Corporates in the region clearly prioritize cybersecurity – by 2020, Asia-Pacific will have splurged US$22 billion on critical security infrastructure according to ABI Research – yet, they are becoming more susceptible than ever to cybercrime. Cyber-attacks cost enterprises in the region a whopping US$81 billion last year, nearly one-third of global costs (The Grant Thornton International Business Report, 2015). Furthermore, recent high-profile attacks on highly lucrative banks and companies in Japan, Bangladesh, Thailand the Philippines, Taiwan and Vietnam suggest revenue losses amounting to tens of billions of dollars. Although cybersecurity now sits at the top of the boardroom agenda and enterprises are clearly spending copious amounts on it, why is it not paying off? Why are they struggling to keep pace with the efficiency of the dark market?

Uncovering core weaknesses

A major part of this stems directly from our dependence on digital technology. As organizations deploy more sophisticated technologies to catalyze improved performance, this creates new vulnerabilities that criminal groups are quick to take advantage of and monetize. Every day of every year, new vulnerabilities are being identified and exploited with breath-taking rapidity.

Furthermore, the digital crime market is a highly sophisticated system in which attack tools are constantly developed and sold to criminals, supported by high levels of R&D spend. The methods used by the criminal entrepreneurs who operate in this market are always changing, and this very agility makes it extremely difficult for legitimate businesses to keep pace.

Organizations are also suffering from outdated, emotional and sometimes impulsive buying behavior when it comes to security investment. The attitudes across companies also reflect this sentiment – few can confidently say they are doing enough to prevent attacks. When asked about measures to combat security breaches perpetrated by organized crime, majority (78%) of respondents were not fully prepared, according to Taking the Offensive, BT and KPMG’s 2016 research report.

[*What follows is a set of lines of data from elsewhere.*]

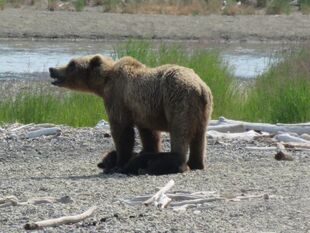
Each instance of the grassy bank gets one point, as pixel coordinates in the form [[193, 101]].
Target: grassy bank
[[280, 95], [40, 106], [171, 7], [283, 93]]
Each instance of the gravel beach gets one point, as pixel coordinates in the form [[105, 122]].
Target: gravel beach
[[65, 165]]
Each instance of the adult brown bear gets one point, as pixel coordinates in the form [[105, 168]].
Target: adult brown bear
[[166, 98]]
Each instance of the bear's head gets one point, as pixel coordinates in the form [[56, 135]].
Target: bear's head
[[84, 73]]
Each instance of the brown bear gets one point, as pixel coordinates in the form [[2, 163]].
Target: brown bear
[[167, 98]]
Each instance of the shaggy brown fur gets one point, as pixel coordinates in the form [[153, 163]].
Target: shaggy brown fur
[[166, 98]]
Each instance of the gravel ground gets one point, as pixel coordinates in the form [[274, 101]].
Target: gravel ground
[[29, 23], [65, 165]]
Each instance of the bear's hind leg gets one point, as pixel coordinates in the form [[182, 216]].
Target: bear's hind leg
[[197, 150], [150, 140], [124, 138]]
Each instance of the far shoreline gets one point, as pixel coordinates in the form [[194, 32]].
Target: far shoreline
[[34, 25]]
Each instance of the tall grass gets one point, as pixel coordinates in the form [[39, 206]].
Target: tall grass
[[279, 95], [275, 7], [283, 93], [38, 106]]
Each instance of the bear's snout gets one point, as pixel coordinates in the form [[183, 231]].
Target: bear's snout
[[55, 74]]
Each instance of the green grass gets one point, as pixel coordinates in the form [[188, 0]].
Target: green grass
[[275, 7], [305, 6], [2, 3], [71, 108], [279, 95]]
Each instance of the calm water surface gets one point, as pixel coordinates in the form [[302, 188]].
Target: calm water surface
[[28, 59]]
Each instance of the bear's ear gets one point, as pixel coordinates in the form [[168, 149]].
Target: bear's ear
[[95, 61]]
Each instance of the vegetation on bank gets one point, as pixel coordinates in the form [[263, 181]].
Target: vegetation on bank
[[279, 95], [172, 7]]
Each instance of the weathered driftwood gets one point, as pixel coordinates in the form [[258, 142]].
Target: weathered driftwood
[[296, 145], [286, 137], [180, 201], [163, 201], [158, 195], [263, 127], [262, 148], [13, 201], [21, 127], [44, 131], [61, 220], [282, 153], [247, 136]]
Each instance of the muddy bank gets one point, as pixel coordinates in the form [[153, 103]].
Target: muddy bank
[[27, 23]]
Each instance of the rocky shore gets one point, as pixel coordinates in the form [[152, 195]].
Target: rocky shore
[[65, 165]]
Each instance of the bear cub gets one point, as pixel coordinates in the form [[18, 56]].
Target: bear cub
[[167, 98]]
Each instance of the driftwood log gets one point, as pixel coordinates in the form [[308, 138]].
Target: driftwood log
[[227, 125], [159, 198], [282, 153], [60, 221], [182, 200]]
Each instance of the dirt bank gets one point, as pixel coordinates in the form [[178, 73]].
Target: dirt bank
[[26, 23], [65, 165]]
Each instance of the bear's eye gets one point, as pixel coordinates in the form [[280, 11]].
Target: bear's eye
[[71, 65]]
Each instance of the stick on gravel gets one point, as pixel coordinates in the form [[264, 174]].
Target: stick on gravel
[[157, 195], [61, 220]]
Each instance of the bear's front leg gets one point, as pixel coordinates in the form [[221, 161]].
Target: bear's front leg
[[124, 138]]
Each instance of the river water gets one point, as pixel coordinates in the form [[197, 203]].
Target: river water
[[24, 59]]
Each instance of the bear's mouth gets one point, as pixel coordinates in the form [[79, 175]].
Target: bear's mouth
[[58, 79]]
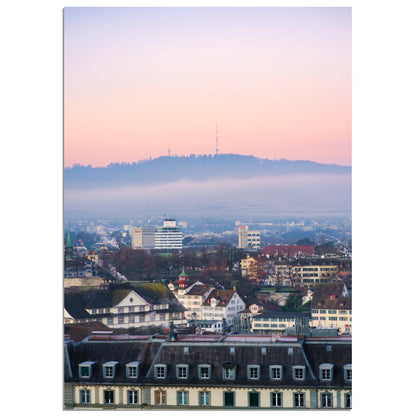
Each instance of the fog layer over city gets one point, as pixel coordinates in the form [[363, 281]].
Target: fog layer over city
[[296, 194]]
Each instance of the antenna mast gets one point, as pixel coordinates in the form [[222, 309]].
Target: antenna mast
[[216, 140]]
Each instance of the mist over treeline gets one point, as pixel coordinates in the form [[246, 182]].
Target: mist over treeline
[[202, 167], [216, 185]]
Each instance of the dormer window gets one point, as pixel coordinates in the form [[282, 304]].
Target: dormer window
[[85, 369], [182, 371], [132, 369], [276, 372], [253, 372], [109, 369], [228, 372], [325, 372], [348, 373], [160, 370], [204, 371], [298, 372]]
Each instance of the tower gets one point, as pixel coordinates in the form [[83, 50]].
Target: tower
[[216, 140], [69, 250]]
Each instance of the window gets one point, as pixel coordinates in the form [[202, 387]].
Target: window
[[160, 398], [326, 400], [348, 400], [160, 371], [182, 371], [275, 372], [85, 369], [85, 396], [108, 396], [348, 372], [109, 369], [299, 399], [204, 398], [132, 369], [253, 399], [132, 397], [228, 398], [228, 373], [204, 371], [276, 399], [253, 372], [325, 372], [298, 373], [182, 398], [108, 372]]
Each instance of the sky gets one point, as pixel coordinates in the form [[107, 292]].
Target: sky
[[147, 82]]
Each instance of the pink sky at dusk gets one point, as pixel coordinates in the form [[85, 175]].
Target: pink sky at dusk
[[141, 81]]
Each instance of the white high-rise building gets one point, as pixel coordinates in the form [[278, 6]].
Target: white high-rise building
[[169, 236], [248, 239], [143, 238]]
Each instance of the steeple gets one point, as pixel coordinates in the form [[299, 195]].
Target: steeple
[[69, 250], [69, 239]]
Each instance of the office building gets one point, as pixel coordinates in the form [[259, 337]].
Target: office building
[[168, 236], [143, 238], [247, 238]]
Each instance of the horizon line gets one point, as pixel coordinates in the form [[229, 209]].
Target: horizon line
[[213, 155]]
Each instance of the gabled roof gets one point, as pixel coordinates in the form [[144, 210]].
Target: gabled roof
[[223, 297], [198, 290], [329, 296]]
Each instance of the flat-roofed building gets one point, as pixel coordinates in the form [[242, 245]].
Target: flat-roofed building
[[168, 236], [248, 238], [143, 238]]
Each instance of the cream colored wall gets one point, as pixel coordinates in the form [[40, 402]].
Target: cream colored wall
[[82, 281], [216, 395]]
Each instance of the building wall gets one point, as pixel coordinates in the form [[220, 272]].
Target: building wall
[[333, 318], [146, 396]]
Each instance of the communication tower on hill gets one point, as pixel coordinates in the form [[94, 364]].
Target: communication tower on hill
[[216, 140]]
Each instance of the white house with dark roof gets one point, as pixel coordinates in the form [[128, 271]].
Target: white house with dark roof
[[222, 304], [125, 306]]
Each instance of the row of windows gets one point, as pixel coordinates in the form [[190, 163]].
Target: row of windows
[[253, 372], [205, 371], [182, 398], [331, 311]]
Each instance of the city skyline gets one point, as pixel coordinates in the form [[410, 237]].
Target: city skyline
[[146, 82]]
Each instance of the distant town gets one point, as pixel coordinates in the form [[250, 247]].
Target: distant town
[[163, 312]]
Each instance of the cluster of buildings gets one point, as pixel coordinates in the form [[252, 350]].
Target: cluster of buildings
[[173, 371], [210, 348]]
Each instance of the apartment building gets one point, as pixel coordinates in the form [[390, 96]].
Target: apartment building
[[223, 372], [331, 307], [311, 272], [248, 238], [128, 305]]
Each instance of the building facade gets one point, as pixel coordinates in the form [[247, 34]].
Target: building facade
[[143, 238], [211, 372], [125, 306], [248, 238], [168, 236]]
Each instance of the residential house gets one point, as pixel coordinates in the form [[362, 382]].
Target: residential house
[[276, 321], [222, 304], [127, 305], [311, 272], [210, 372], [331, 307]]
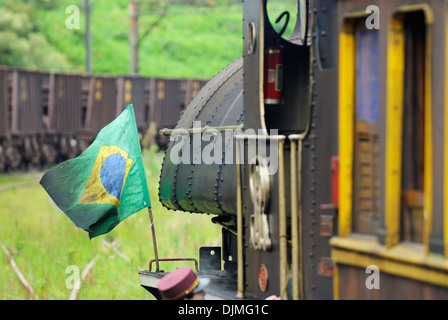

Taking the fight to the attacker

To be simply defensive, i.e. putting up security barriers to keep criminals out, is a good start but far from sufficient. Businesses need to be proactive, and learn how to counter the many-headed Medusa of cybercrime through deploying criminals’ modus operandi against them. There are three ways in which organizations can do this:

1. Think like a criminal

Organisations must learn to view business as a criminal would, and start gathering intelligence on the changing criminal tactics and new threats. Cybercrime is no longer a technical issue for the security team alone; senior executives must create a closer working relationship between security and fraud control teams to detect and block patterns of cybercrime. They must also plan and exercise cyberattack scenarios to educate the entire organisation and streamline the response process.